If the Fed's actions precipitate inflation or have other
untoward consequences, there is likely to be a political backlash
against the Fed. We live at present in a blame culture, and really
the Fed is lucky that so far most of the public's and the
Congress's and the media's ire has been directed at the bankers
rather than at Greenspan or Bernanke.
Hey says all this, despite Greenspan's own pronouncement that the
bubble was caused by his own hubris (basically, he said his
ideology was flawed, but that just means he fucked up) and thus not
by politics.
Fuck that noise. Obama has done serious, long lasting (possibly irreparable) harm to the US economy by re-writing on the fly our system of property and markets.
Panics are real, and the market does through acute phases of
irrational thought.
Or perhaps acute phases of rational thought.
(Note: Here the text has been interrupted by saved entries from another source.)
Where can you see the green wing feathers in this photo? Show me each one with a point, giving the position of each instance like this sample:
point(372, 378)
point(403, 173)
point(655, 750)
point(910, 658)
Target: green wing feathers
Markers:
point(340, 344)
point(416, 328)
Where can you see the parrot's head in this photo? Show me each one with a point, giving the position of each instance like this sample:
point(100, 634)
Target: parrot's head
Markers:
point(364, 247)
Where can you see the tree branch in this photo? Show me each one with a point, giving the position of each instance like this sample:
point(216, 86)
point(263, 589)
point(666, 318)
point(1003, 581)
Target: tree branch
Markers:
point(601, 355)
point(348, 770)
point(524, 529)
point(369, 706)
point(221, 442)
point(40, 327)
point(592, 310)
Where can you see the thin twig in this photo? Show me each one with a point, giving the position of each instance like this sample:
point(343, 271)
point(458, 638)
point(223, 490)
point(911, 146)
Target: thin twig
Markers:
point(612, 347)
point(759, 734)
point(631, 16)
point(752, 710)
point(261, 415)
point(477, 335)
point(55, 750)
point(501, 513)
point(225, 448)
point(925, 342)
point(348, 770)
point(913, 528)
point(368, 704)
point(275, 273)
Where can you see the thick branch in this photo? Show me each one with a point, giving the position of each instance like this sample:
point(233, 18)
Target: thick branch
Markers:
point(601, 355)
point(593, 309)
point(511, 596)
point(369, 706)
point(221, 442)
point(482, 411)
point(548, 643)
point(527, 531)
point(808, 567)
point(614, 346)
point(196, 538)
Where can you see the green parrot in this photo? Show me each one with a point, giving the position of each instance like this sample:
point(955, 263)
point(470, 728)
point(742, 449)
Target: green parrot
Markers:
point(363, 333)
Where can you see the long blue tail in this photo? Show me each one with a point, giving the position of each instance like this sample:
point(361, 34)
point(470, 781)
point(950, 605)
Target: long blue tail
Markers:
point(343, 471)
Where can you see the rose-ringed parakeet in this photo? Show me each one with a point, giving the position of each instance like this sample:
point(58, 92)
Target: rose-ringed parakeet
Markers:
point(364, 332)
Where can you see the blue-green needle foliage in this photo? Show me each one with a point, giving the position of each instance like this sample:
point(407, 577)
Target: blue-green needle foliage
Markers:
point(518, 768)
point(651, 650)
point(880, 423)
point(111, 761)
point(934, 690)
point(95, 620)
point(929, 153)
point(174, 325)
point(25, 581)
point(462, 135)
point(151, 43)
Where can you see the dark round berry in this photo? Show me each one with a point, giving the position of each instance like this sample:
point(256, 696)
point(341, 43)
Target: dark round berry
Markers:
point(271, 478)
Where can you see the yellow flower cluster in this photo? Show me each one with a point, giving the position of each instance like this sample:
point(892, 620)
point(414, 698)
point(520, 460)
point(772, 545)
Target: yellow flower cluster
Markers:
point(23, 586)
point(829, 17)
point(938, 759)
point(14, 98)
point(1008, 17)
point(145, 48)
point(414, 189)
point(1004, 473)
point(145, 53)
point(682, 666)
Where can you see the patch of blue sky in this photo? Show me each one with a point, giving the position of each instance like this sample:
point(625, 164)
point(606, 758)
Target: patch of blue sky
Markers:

And in terms of a run on bank, panics can criple healthy
companies.
Not really. I imagine that by this you mean that even a healthy
bank can be destroyed by a bank run. That's true, but not
necessarily evidence of market irrationality. If the banks
actually fail, then the bank run wasn't irrational. A belief that
banks can't fail, or that there is such a thing as a totally safe
bank, is the part that's irrational.
Robert Prechter has an interesting idea called the "potent
directors fallacy." Basically, the assumption that politicians,
regulators, and central bankers can successfully manipulate or
bolster public confidence is a false one. The market is much bigger
than any weaponry these officials can bring to bear. But a 25 year
bull market like the one we just finished convinced everyone that
the "directors" really do have that power.
Hence, writing like Posner's.
We actually need to bring back the bank run, so depositors will
quit putting their money in whatever P.O.S. institution (e.g. GMAC)
is offering the highest interest rates.
http://mises.org/story/3350
Yup, this is the beauty of the bailout policy, it can't be
disproved. If the economy turns around the can claim it "worked".
If the economy stagnates, they will say "can you imagine how much
worse it would have been if we did nothing?"
This goes the other way too. If the economy stagnates, they'll
blame Obama and the stimulus spending of course (no matter how much
worse it would have gotten otherwise--something that can't be
proved). If the economy turns around, they'll say it wasn't as bad
a crisis as was claimed.
This goes the other way too. If the economy stagnates,
they'll blame Obama and the stimulus spending of course (no matter
how much worse it would have gotten otherwise--something that can't
be proved). If the economy turns around, they'll say it wasn't as
bad a crisis as was claimed.
Hey everyone, I think Tony's beginning to get it.
This goes the other way too. If the economy stagnates, they'll blame Obama and the stimulus spending of course (no matter how much worse it would have gotten otherwise--something that can't be proved). If the economy turns around, they'll say it wasn't as bad a crisis as was claimed.
Obama's being presidential. He has to govern.
Shit, that never gets old!
This goes the other way too. If the economy stagnates,
they'll blame Obama and the stimulus spending of course (no matter
how much worse it would have gotten otherwise--something that can't
be proved). If the economy turns around, they'll say it wasn't as
bad a crisis as was claimed.
Which is why tracking the stimulus spending is so important. So we
can do some factual analysis of it's effects on the economy.
Granted, we must also include some analysis of the effects of all
that debt too. Of course, that won't happen until the Chinese come
knocking in a few years.
Watch how the psychology of pro-bailout citizens change when they are asked to finally pay for all the bailouts. Then we can make some decent assessment of the effects of government intervention into failing parts of the economy. When it's not you, but your children or their children paying for all this garbage, people have a much different different assessment of how much they want the fed telling us what companies should stay in business.